Assistants médicaux : la CNAM lâche un peu de lest

Paris, le vendredi 12 avril 2019 – Lors de la dernière séance de négociations sur les assistants médicaux, les syndicats de médecins ont obtenu une petite avancée.

D’un assistant médical pour trois médecins à un pour deux médecins

Ainsi, dans son nouveau projet, la Caisse nationale d’assurance maladie (CNAM) renonce à imposer un ratio d'un assistant médical pour trois médecins.

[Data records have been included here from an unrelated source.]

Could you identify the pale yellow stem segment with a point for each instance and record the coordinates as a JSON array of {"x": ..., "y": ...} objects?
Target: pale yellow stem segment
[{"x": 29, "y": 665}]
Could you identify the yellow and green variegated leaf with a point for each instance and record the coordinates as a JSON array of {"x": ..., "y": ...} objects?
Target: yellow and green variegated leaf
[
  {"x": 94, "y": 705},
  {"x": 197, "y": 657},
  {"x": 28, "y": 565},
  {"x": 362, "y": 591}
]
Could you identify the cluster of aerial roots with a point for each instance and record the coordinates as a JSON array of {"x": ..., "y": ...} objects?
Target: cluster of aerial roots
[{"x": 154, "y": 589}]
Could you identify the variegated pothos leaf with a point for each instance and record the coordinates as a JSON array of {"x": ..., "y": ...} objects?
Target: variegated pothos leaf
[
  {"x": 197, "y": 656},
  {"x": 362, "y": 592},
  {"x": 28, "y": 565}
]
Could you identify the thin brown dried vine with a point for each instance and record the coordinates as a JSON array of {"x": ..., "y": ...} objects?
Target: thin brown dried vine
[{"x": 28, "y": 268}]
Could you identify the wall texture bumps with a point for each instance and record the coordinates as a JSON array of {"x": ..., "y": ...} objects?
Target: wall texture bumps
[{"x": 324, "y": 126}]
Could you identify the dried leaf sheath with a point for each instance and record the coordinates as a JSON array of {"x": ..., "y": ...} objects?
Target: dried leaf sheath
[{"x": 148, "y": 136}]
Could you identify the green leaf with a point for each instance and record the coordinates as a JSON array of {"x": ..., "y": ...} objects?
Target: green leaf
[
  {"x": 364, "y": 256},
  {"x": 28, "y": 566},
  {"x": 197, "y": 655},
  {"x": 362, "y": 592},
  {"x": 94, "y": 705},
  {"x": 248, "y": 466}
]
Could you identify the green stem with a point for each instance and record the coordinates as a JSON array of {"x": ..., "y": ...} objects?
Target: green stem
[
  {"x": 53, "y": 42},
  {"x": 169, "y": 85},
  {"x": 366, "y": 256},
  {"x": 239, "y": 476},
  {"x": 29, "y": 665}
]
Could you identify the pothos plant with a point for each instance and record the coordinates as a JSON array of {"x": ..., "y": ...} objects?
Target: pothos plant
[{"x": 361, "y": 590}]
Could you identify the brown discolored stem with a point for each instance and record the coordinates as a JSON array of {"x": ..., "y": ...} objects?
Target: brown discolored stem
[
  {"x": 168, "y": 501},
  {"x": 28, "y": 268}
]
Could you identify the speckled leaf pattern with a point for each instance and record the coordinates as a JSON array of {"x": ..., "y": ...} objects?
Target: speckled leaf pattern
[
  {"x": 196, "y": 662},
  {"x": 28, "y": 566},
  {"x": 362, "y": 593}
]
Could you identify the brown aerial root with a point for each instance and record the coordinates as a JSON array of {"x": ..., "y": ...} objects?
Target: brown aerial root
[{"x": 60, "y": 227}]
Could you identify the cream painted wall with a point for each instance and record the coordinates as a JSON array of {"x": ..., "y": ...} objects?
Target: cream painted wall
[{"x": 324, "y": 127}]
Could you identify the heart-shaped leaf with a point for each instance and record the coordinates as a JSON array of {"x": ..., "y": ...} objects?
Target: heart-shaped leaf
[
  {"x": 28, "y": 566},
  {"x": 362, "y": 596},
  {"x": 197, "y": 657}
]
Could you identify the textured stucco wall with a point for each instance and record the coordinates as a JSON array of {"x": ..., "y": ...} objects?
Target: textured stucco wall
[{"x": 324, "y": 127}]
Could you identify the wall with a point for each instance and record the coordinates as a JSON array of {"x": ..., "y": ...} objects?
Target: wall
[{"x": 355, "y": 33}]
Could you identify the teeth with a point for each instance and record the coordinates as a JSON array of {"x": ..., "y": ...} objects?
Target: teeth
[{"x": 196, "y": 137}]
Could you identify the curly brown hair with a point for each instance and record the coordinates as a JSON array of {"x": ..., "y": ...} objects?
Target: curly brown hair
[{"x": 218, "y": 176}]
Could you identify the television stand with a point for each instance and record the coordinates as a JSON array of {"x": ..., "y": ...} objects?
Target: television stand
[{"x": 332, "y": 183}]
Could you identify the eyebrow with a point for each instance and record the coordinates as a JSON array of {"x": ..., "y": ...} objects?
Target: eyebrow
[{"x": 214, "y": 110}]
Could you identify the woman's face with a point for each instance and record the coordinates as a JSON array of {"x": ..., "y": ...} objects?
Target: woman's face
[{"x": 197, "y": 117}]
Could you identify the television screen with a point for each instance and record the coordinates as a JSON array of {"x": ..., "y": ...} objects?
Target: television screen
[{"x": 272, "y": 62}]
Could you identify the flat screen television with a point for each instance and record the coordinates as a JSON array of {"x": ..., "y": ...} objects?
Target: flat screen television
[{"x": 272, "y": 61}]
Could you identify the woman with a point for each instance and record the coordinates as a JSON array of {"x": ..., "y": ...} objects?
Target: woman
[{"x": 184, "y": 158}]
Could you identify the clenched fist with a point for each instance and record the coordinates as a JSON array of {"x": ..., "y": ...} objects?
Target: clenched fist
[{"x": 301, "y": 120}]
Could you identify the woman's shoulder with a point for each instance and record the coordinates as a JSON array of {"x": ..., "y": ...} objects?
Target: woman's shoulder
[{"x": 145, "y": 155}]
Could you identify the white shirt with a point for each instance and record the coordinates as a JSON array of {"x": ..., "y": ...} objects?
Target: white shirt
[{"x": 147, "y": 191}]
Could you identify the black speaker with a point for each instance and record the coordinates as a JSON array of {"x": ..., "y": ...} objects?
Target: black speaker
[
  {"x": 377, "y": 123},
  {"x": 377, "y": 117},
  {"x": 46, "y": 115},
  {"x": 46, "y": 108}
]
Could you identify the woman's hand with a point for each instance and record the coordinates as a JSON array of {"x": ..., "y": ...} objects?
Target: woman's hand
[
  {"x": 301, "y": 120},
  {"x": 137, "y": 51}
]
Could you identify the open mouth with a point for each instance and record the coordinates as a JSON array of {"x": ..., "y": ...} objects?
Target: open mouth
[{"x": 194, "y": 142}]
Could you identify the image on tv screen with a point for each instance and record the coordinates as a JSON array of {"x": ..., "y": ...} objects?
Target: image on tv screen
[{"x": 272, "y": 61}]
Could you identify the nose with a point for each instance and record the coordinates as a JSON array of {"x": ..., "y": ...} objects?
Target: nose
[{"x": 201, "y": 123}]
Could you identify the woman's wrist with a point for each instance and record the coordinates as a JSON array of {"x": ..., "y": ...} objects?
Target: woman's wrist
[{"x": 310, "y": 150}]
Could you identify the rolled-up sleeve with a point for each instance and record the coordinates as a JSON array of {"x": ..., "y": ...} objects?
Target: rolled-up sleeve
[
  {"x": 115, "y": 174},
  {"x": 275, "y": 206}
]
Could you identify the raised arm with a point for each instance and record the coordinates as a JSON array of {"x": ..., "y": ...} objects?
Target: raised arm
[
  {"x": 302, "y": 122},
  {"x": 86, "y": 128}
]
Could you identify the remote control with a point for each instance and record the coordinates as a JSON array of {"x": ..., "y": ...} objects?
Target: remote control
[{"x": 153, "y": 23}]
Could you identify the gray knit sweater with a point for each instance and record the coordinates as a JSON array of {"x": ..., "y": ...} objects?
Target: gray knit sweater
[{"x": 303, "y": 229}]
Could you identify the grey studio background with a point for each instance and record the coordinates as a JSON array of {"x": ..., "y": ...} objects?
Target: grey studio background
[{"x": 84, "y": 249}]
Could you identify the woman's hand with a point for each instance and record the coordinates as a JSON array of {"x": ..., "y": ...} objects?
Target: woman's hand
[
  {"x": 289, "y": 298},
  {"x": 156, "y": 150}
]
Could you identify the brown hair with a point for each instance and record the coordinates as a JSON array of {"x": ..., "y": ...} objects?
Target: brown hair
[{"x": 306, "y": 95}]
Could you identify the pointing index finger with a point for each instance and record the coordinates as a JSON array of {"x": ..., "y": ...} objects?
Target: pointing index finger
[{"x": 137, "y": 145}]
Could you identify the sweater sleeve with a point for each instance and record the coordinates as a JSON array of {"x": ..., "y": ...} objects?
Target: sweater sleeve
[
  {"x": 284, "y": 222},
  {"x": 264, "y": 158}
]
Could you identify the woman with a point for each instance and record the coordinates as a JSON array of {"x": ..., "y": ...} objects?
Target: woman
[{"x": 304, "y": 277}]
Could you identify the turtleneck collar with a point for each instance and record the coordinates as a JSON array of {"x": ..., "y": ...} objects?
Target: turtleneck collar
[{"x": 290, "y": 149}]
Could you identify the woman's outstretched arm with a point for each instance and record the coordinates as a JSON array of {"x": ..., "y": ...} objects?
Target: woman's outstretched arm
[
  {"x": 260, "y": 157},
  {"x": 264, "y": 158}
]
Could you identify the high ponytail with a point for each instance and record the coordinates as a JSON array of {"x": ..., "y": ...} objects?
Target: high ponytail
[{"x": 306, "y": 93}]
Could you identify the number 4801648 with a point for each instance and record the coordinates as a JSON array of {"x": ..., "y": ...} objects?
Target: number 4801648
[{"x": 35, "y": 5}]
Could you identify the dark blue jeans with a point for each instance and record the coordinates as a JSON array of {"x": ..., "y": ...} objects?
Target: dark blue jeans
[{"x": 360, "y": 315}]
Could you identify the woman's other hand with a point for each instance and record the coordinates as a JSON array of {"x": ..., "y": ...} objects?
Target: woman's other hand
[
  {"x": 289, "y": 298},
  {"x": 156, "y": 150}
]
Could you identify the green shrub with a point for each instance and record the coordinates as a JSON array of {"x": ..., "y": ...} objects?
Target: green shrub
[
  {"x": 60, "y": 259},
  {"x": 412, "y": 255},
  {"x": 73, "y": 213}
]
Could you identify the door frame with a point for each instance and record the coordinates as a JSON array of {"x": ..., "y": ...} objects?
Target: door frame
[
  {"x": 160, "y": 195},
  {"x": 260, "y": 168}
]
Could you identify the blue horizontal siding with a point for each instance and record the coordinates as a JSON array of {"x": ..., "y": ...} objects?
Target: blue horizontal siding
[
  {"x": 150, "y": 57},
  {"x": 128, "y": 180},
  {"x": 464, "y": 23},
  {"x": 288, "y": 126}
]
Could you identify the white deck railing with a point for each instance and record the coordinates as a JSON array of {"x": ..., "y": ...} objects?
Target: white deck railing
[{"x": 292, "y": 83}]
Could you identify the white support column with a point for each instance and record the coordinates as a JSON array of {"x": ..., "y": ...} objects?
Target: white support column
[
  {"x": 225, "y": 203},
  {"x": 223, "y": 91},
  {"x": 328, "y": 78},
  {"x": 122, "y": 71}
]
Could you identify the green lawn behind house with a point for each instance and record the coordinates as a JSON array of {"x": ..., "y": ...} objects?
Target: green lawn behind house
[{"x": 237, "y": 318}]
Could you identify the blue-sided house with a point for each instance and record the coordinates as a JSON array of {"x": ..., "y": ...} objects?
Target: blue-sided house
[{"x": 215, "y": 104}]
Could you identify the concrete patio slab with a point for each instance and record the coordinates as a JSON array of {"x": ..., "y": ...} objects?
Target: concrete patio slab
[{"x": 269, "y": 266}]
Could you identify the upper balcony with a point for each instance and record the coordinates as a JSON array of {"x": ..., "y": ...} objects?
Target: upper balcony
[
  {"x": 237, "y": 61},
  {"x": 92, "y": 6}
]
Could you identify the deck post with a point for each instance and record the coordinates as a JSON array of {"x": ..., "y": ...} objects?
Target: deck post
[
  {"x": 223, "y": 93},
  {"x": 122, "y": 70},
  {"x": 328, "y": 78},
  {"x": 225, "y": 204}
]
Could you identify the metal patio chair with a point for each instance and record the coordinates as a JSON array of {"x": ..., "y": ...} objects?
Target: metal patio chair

Il sera donc désormais possible à deux médecins de bénéficier des aides liées à l’embauche d’un assistant médical.

S'ils sont trois médecins pour un assistant, les objectifs d'augmentation de la patientèle seront les suivants : +20 % de 610 à 850 patients "médecin traitant" ou une file active de 1 190 à 1 490 (ci-après, première tranche); +15 % de 850 à 1 080 patients MT ou une file active de 1 490 à 1 820 (ci-après deuxième tranche) ; +7,5 % de 1 080 à 1 470 patients MT ou une file active de 1 820 à 2 450 patients (ci-après troisième tranche) ; au-dessus de ces seuils, les praticiens concernés seront tenus de maintenir leur activité.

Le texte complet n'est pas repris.